Tribun Wiki
Kontroversi UU KPK, Jokowi Didesak Keluarkan Perppu, Apa Itu Perppu? Ini Arti dan Fungsinya
Materi muatan Peraturan Pemerintah Pengganti Undang-Undang adalah sama dengan materi muatan Undang-Undang.
Penulis: Desi Triana Aswan | Editor: Ina Maharani
TRIBUN-TIMUR.COM, MAKASSAR- Undang-undang Komisi Pemberantasan Korupsi (KPK) menuai pro dan kontra.
Revisi UU KPK menjadi salah satu tuntutan mahasiswa yang beberapa hari terakhir ini turun kejalan.
Mahasiswa pun menuntut Presiden Rebuplik Indonesia (RI) Jokowi untuk segera mengeluarkan Peraturan Pemerintah Pengganti Undang-undang (Perpu).
Bahkan terdengar kabar, rencana penerbitan Peraturan Pemerintah Pengganti Undang-undang (Perpu) terkait pembatalan Undang-undang Revisi Undang-undang Komisi Pemberantasan Korupsi (KPK) akan diterbitkan.
Namun, muncul hasil survei mengenai hal itu.
Dilansir dari Tribun Kaltim, Lembaga Survei Indonesia (LSI) menyebutkan, dari hasil survei menyebutkan sebanyak 76,3 persen publik mendukung Presiden Joko Widodo menerbitkan perpu.
"Seperti SP3 (surat perintah penghentian penyidikan), dalam UU KPK diatur dua tahun tidak selesai kasus langsung SP3," ujar Direktur LSI Djayadi Hanan, di Jakarta, Minggu (6/10/2019).
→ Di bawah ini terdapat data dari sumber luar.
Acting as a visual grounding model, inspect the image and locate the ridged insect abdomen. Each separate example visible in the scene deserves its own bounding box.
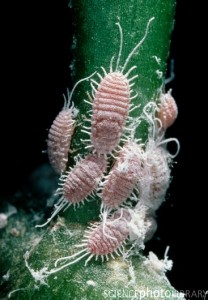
[61,154,107,204]
[101,141,142,208]
[47,108,75,174]
[91,72,130,154]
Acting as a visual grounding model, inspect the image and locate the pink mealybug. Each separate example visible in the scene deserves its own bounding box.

Menurutnya, kasus korupsi seringkali melibatkan faktor politik dan ekonomi yang rumit.
"Karena rumit ada banyak kasus yang tidak bisa diselesaikan dalam dua tahun. Tapi dalam revisi yang baru, lewat dua tahun langsung SP3," ujarnya.
Pasal itu bisa digunakan tersangka kasus korupsi untuk mengulur-ulur waktu. "Publik mengetahui model pelemahan dalam UU KPK," kata Djayadi.
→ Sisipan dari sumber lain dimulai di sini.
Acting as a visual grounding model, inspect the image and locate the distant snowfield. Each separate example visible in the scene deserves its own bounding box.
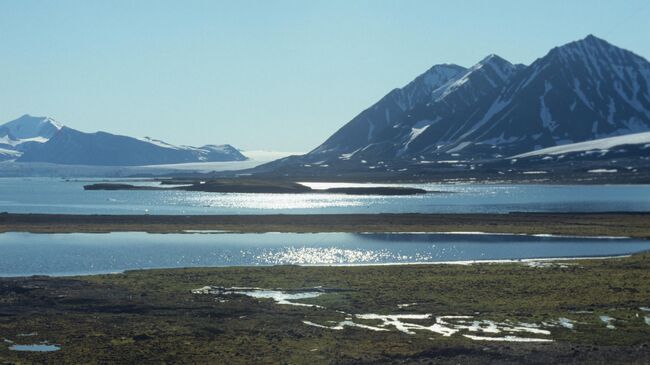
[141,150,304,172]
[513,132,650,158]
[0,149,303,177]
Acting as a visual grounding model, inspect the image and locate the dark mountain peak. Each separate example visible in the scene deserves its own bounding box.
[401,63,467,92]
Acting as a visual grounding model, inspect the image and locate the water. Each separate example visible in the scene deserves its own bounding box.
[9,344,61,352]
[0,178,650,214]
[0,232,650,276]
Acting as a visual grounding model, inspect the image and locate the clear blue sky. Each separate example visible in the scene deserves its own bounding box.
[0,0,650,151]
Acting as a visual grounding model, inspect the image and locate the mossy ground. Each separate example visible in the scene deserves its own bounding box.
[0,254,650,364]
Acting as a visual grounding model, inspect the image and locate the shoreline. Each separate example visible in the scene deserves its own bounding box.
[0,251,632,281]
[0,212,650,239]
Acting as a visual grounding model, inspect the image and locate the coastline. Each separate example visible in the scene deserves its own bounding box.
[0,212,650,239]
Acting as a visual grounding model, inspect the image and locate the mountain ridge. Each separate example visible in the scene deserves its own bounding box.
[0,114,246,166]
[253,35,650,175]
Publik, kata Djayadi, menginginkan agar Presiden Joko Widodo menerbitkan Perpu untuk membatalkan undang-undang hasil revisi yang dianggap akan melemahkan lembaga antirasuah tersebut.
Dari responden yang sama, LSI juga mendapat data sebanyak 70,9 persen publik percaya Undang-undang KPK hasil revisi merupakan tindakan pelemahan.
Publik yang meyakini undang-undang tersebut merupakan bentuk dari penguatan hanya berjumlah 18 persen saja, sedang 1,1 persen lainnya menjawab tidak tahu atau tidak menjawab.
LSI menyebut 60,7 persen responden mendukung demonstrasi mahasiswa menentang UU KPK, sementara, yang menolak hanya 5,9 persen. LSI mendapatkan indeks tersebut dari kegiatan survei telepon nasional yang digelar pada 4-5 Oktober 2019, jumlah responden mencapai 17.425 orang.
Tujuan survei yakni melihat sikap publik terhadap kontoversi UU KPK dan penilaian masyarakat terhadap aksi demonstrasi hang digelar mahasiswa.